The sales pitch is a simple one. An entire planetarium that can hold thirty students rolls into a forty-pound duffel bag, and the rest of the equipment fits into two small carrying cases. In fact, the entire contraption can fit into the hatchback of a small car. With the help of a fan that comes with the product, in less than ten minutes Starlab inflates into a
twelve foot high circular tent approximately sixteen feet in diameter. The projectors are simple to use and can project about 3,000 stars
across the roof of the dome.

“We've had planetarium directors from some of the best planetariums in the
country try it,” she says. “And they are shocked by how accurate it is. They're skeptical at first, but they end up being amazed by how many stars we can get up there, and how bright they are.”

The Sadlers have also used their Starlab to ride the wave of multicultural education. They have developed several projection cylinders that show how different cultures throughout the world have looked at the stars. The lessons also explore the relationship between mythology and the stars throughout history.

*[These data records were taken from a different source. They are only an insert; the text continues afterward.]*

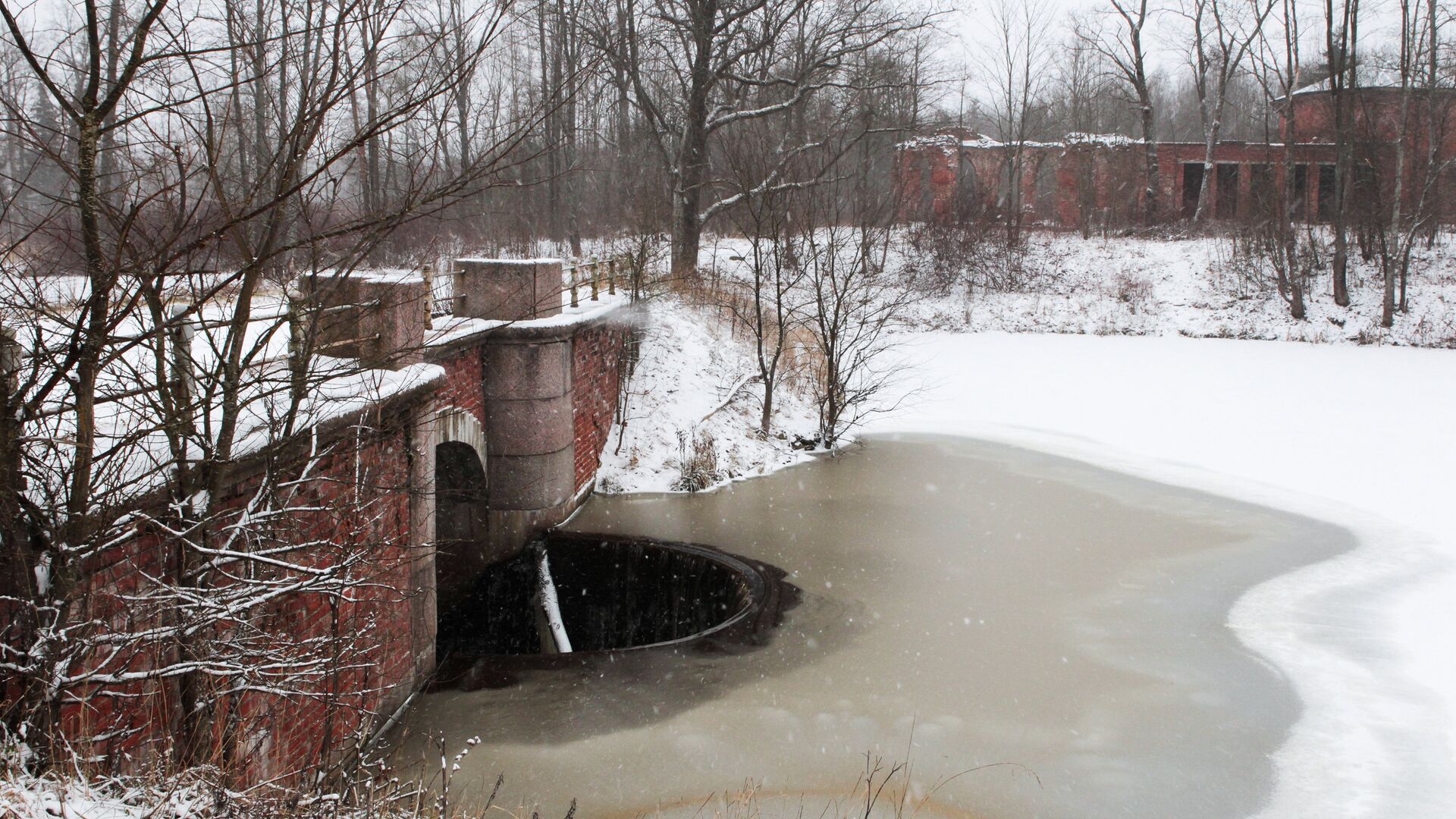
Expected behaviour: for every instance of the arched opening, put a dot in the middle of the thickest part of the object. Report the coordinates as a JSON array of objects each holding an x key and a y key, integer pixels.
[
  {"x": 967, "y": 191},
  {"x": 462, "y": 523}
]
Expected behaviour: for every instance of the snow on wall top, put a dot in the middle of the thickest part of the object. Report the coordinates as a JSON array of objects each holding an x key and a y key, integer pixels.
[
  {"x": 481, "y": 260},
  {"x": 1076, "y": 139}
]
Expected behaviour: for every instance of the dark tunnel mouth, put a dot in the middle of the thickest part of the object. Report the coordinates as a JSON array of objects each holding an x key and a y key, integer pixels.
[{"x": 618, "y": 594}]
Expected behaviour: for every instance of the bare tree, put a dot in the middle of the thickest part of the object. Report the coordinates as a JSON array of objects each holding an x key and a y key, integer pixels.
[
  {"x": 1128, "y": 53},
  {"x": 701, "y": 67},
  {"x": 1222, "y": 36},
  {"x": 209, "y": 165},
  {"x": 1017, "y": 74}
]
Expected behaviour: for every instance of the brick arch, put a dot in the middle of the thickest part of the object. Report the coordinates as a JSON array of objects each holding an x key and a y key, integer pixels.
[{"x": 460, "y": 426}]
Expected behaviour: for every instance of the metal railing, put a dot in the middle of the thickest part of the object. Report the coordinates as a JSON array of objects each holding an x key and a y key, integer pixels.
[{"x": 593, "y": 273}]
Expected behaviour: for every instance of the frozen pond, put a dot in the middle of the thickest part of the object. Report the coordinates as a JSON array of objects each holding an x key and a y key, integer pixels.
[{"x": 965, "y": 605}]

Starlab allows students to become involved in their learning because they can literally reach up and touch the Milky Way, the sun, the planets, and the constellations. “I think the trend in education is going away from lecturing to more interactive, hands-on activities,” Sadler says. “Starlab fits in well with that because it's not just a teacher standing at the front of a room and playing a tape recorder.”

The company also has a built-in expansion mechanism; users throughout the country can develop their own curricula and send their suggestions back to the Sadlers in Cambridge.

“I run into users all over the country who come up to me and ask for my husband's autograph,” she says. “It's really changed the way so many teachers teach. And the number of kids it has touched must be somewhere in the millions.”